With over 60% of the North American population currently overweight there has been much emphasis lately on the ways and means of healthy weight loss. If you have just successfully dropped a hundred (or even 10) pounds, congratulations – you did it! Now here comes second part of the challenge – weight management.
Research has shown that approximately only 20% of dieters keep excess weight off long term once they have reached their target goal. In fact one of the richest most powerful women in the world, Oprah Winfrey, has recently shared with the public her frustration and deep disappointment at unsuccessfully being able to maintain her ideal weight. So the woman who has everything; the guy, the job, the homes, the cars, a stellar career, fame and fortune still can’t buy thin and has to somehow muster the strength and courage to start all over again. Good luck Oprah, you can do it, you really can, and so can any one else who has a solid weight management plan.
To begin developing your own plan for weight management, you will need to figure out what the ideal weight for your height and build is so that you know what healthy weight to set your weight loss goals by. Determining an estimate of your ideal body weight can be done by using a Body Mass Index Calculator or through a consultation with your doctor.
There are many weight loss options available that can aid you in reaching your ideal body weight. You can choose from a multitude of different diets, such as low-calorie or low-carbohydrate diets. There are fad diets such as the Cabbage Soup Diet and the South Beach Diet. There are prescription diet pills and OTC diet pills that can provide a multitude of benefits including lessening your appetite, increasing your metabolism and blocking fat absorption from the foods you eat. There are also exercise programs and bariatric surgeries. Carefully consider the risks and benefits of each option, do your research and enlist a medical doctor to help you make an informed choice.

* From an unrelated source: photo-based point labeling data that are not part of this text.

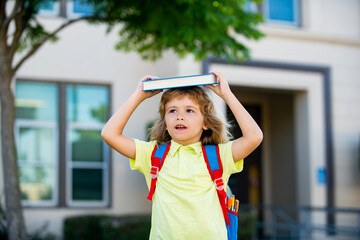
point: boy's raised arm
(252, 134)
(112, 132)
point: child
(185, 202)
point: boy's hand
(222, 89)
(146, 94)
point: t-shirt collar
(196, 147)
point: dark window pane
(36, 183)
(36, 145)
(87, 145)
(87, 184)
(87, 104)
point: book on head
(177, 82)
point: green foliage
(201, 28)
(39, 234)
(107, 227)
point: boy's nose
(180, 117)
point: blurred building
(302, 86)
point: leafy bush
(107, 227)
(39, 234)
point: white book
(177, 82)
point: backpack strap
(214, 165)
(157, 160)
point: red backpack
(214, 166)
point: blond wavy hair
(217, 129)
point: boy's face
(184, 120)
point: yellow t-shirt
(185, 202)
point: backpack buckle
(219, 184)
(154, 172)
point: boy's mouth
(180, 127)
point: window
(280, 12)
(57, 125)
(36, 131)
(284, 12)
(66, 8)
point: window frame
(19, 123)
(70, 165)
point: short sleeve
(229, 166)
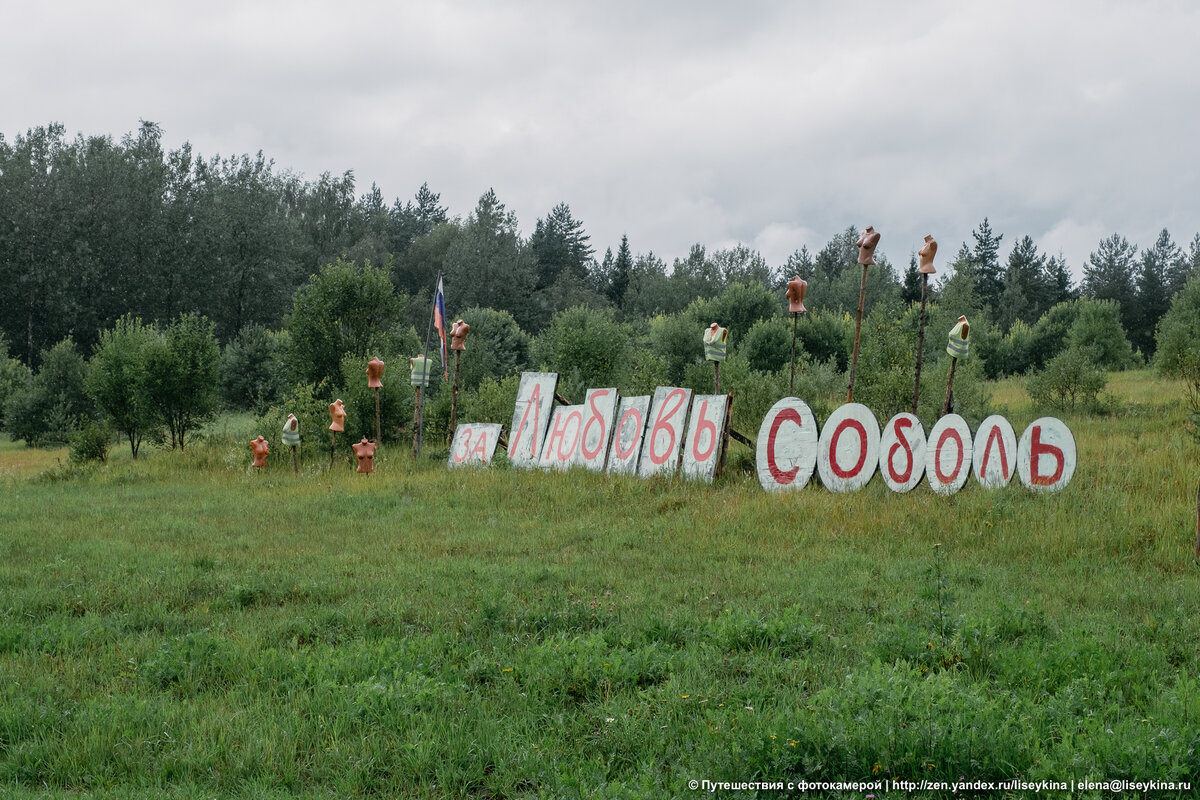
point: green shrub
(1072, 380)
(90, 441)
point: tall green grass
(186, 626)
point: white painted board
(664, 432)
(849, 450)
(562, 446)
(786, 449)
(703, 443)
(994, 452)
(948, 455)
(598, 422)
(627, 437)
(903, 452)
(531, 416)
(1045, 455)
(474, 443)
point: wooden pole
(378, 438)
(417, 422)
(921, 341)
(725, 433)
(858, 330)
(454, 396)
(949, 388)
(791, 384)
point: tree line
(292, 277)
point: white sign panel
(664, 431)
(994, 452)
(948, 455)
(600, 408)
(1045, 455)
(627, 438)
(702, 445)
(849, 450)
(786, 449)
(531, 416)
(903, 452)
(474, 443)
(563, 439)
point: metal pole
(921, 342)
(858, 330)
(949, 386)
(791, 384)
(429, 329)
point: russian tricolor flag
(439, 322)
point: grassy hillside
(183, 626)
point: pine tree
(1109, 275)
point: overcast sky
(771, 124)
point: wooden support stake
(378, 438)
(949, 388)
(725, 433)
(738, 437)
(791, 384)
(417, 422)
(454, 396)
(858, 330)
(921, 341)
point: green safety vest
(714, 343)
(421, 372)
(958, 343)
(291, 438)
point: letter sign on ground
(474, 443)
(948, 455)
(627, 438)
(903, 452)
(562, 446)
(531, 416)
(994, 452)
(664, 432)
(600, 407)
(786, 451)
(1045, 455)
(702, 445)
(849, 450)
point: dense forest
(100, 236)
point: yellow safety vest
(421, 371)
(958, 343)
(714, 343)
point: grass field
(180, 626)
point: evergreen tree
(619, 275)
(1109, 275)
(1153, 289)
(1024, 296)
(561, 245)
(985, 264)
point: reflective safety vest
(958, 343)
(421, 370)
(714, 343)
(292, 433)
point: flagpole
(420, 414)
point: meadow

All of these methods to lose weight, however, are only tools to assist you as you ‘battle the bulge’. Nothing, not even the best diet pill or most costly surgery will do all the work of losing weight for you – you still have to do your part. Your responsibility as someone who not only wants to lose weight, but wants long-term weight management is to make healthy adjustments to your lifestyle. This may include educating yourself about healthy eating and nutrition, learning how to exercise safely and effectively, and addressing any emotional aspects of your relationship with food and eating that may have been a contributing factor to your weight gain.
Weight management following weight loss is not complicated – all you need to do is consume a calorie-controlled diet and get regular exercise. It sounds pretty simple, so why is the success rate of weight management so low? The two main reasons are the inability to stay motivated over the long term, and a belief that dieting has an end goal rather than seeing it as a permanent lifestyle change. Weight management requires modifying behaviors around food and activity. The good news is that it takes less calories to lose weight than it does to maintain it and you can adjust your diet accordingly. Clinical studies have proven that the common denominators found amongst those who have successfully lost weight and have kept it off for a period longer than five years are:
– high levels of activity
– low-calorie, low-fat, portion-controlled meal plans
– eating breakfast
– developed and consistent eating patterns
– they stayed motivated and did not cheat or fall off the wagon
The only truly good reason to lose weight should be to gain health despite social and cultural mores that would have you believe otherwise. Losing weight and achieving your weight loss goals is only half of your journey to a healthier you completed. The other half of your journey is weight management and keeping the weight off once it’s gone.